‘95 was not a good year for horror. Despite featuring the wacky EL DIA DE LA BESTIA (THE DAY OF THE BEAST) and the underrated TALES FROM THE CRYPT: DEMON KNIGHT, as well as launching the SPECIES and PROPHECY series, it is best represented by the releases of LEPRECHAUN 3, RUMPELSTILTSKIN, PROJECT: METALBEAST, and THE MANGLER (which was notable for also launching a series, however hard we may try to forget). The slasher genre as a whole was growing stale and tired in the year before SCREAM (1996) started the reinvigoration of the genre, both the slasher subgenre and horror as a whole (however, horror in the ‘90s wouldn’t reach it’s peak until 1999 — better late than never, eh?). The films of ‘95 somehow managed to be the most horrifically stale and masochistically fascinating, often at the same time; this is the case with CHILDREN OF THE CORN III: URBAN HARVEST.

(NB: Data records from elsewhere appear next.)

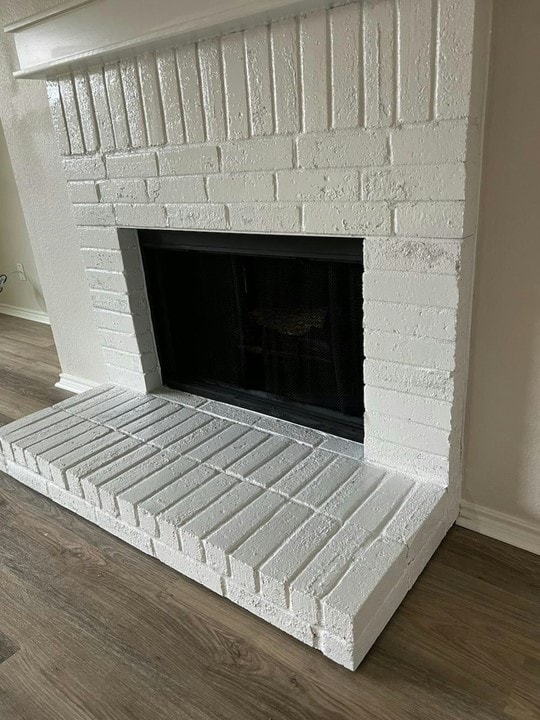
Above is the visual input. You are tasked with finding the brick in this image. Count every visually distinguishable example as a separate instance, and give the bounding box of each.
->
[270,18,300,134]
[105,152,157,179]
[364,300,457,340]
[68,181,99,203]
[221,32,249,139]
[244,25,274,135]
[73,204,115,225]
[228,203,300,233]
[362,163,465,202]
[390,120,467,165]
[364,270,458,308]
[364,238,462,275]
[167,203,227,230]
[221,136,293,172]
[276,170,359,202]
[322,539,407,638]
[114,205,167,228]
[328,3,364,128]
[364,385,452,430]
[364,359,454,402]
[158,145,219,175]
[229,503,311,592]
[304,202,391,235]
[207,173,274,202]
[148,175,206,203]
[296,130,388,169]
[364,332,456,370]
[99,178,148,203]
[395,201,473,238]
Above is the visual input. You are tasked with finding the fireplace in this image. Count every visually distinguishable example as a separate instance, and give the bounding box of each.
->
[139,231,363,441]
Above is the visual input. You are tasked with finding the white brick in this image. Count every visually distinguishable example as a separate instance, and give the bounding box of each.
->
[105,152,157,179]
[397,0,435,122]
[363,0,396,127]
[258,515,339,608]
[300,10,329,132]
[364,359,454,402]
[297,130,387,168]
[364,435,449,486]
[158,145,219,175]
[321,539,407,638]
[365,412,450,455]
[276,170,359,202]
[119,58,147,147]
[207,173,274,202]
[203,491,285,575]
[395,202,466,238]
[68,182,98,203]
[167,203,227,230]
[156,50,184,145]
[362,163,465,202]
[221,136,293,172]
[221,32,248,139]
[364,332,455,370]
[364,270,458,308]
[304,202,391,235]
[62,155,105,180]
[104,63,129,150]
[148,175,206,203]
[364,238,462,275]
[197,38,225,142]
[390,120,467,165]
[329,3,364,128]
[176,45,204,143]
[73,204,115,225]
[114,204,167,228]
[88,66,115,151]
[364,385,452,430]
[435,0,477,118]
[229,503,311,592]
[137,53,166,145]
[99,179,148,203]
[244,25,274,135]
[364,300,456,340]
[229,202,300,233]
[270,18,300,134]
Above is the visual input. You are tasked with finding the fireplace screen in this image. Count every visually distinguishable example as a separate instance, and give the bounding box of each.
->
[139,231,363,440]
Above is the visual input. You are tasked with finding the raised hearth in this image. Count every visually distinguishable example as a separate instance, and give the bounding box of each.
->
[0,386,453,669]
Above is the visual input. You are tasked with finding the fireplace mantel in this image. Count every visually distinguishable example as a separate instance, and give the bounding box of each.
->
[4,0,347,78]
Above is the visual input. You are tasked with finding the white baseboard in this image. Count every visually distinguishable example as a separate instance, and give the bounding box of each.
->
[0,304,51,325]
[456,500,540,555]
[55,373,103,394]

This is Cinéma Dévoilé and by now you know we don’t compare these sequels to their previous films’ mythology. Thankfully, neither does this movie. Two brothers, Eli (Daniel Cerny) and Joshua (Ron Melendez), are country boys put into foster care when they run away from their father; well, Joshua runs away — Eli uses corn to magic-murder the drunken farmer then buries a bible in the cornfield. Their foster home is with a lovely couple in the city. The mother-figure looks to her husband for help when she starts having hallucinations caused by the movie’s need to add pointless scares into plot; the father is no use, as Eli impresses him with the cornfield he grew in the parking lot of the abandoned factory next door (and if reading that sentence made no sense to you, just imagine how I feel having watched it). Joshua makes friends with his next door neighbours, Malcolm (Jon Clair) and Maria (Mari Morrow) Elkman, causing a rift between him and Eli, who it is revealed is only Joshua’s adopted brother. The corn that Eli has been growing is genetically modified to be resistant to bugs, take only four weeks to grow from planting to harvest (which leads his foster father to business up a deal for worldwide distribution). Oh, yeah… it also murders hobos, the foster mother, and causes the local children — including the uncredited first feature role of Charlize Theron — to form a cult that’s bent on the destruction of adults – you know, the usual properties of corn. As Joshua and Malcolm uncover clues that show Eli in 1964, looking the same age he is presently, they realize it’s up to them to find Eli’s bible, his only weakness, and to put a stop to his evil ways.
One of the first things you have to understand — and if I did my job with that plot outline, you should already — is that this movie is bat shit crazy. It takes “crazy child cult” and throws in corn-murder monsters, Christian vs Pagan themes, and ends on the highest note possible. The final act involves two of the craziest special effects ever put on camera, and we have Screaming Mad George to thank for that. George did the special effects for SILENT NIGHT, DEADLY NIGHT 4: THE INITIATION (1990) (which Dévoilé fans read about HERE) and many of the other Brian Yuzna or Stuart Gordon films of the ‘90s but URBAN HARVEST is where he reached his peak. When one of our heroes is trapped in a corn field near the end, the corn wraps around his neck and, instead of pulling his head off like viewers would assume, it stretches his neck and spine out until it’s standing ten feet in the air while still attached to his body. It’s horrific, and the only thing that tops it is the giant monster that appears out of nowhere and is constructed out of puppets, stop motion, and animatronics — it’s a sight to behold and makes up for some of the film’s weaknesses.
The two most glaring and alarming weakness that the film possesses come in the form of the twisting narrative and the poor acting. Characters form relationships within two scenes of meeting each other and we’re meant to believe that this gives them motivations for later decisions but just come across as phoney. The hallucinations the foster mother has go literally nowhere; they seem to be setting her up to be the hero of the story — which would cause her death to be a surprise — but they aren’t given enough weight or meaning to be worth their addition to the film. But it is the acting that is the worst, by far. Daniel Cerny’s role as Eli requires him to give many a passionate and fiery speech but instead of fire and brimstone his speeches provide laughter and sighs; Jim Jones, he is not.
CHILDREN OF THE CORN III: URBAN HARVEST will not make it onto any top 10 lists and it definitely will not be preserved in the National Film Registry. But its astounding special effects work and laughable dialogue make it a fantastic film to watch with a group of friends. Just avoid taking it too seriously.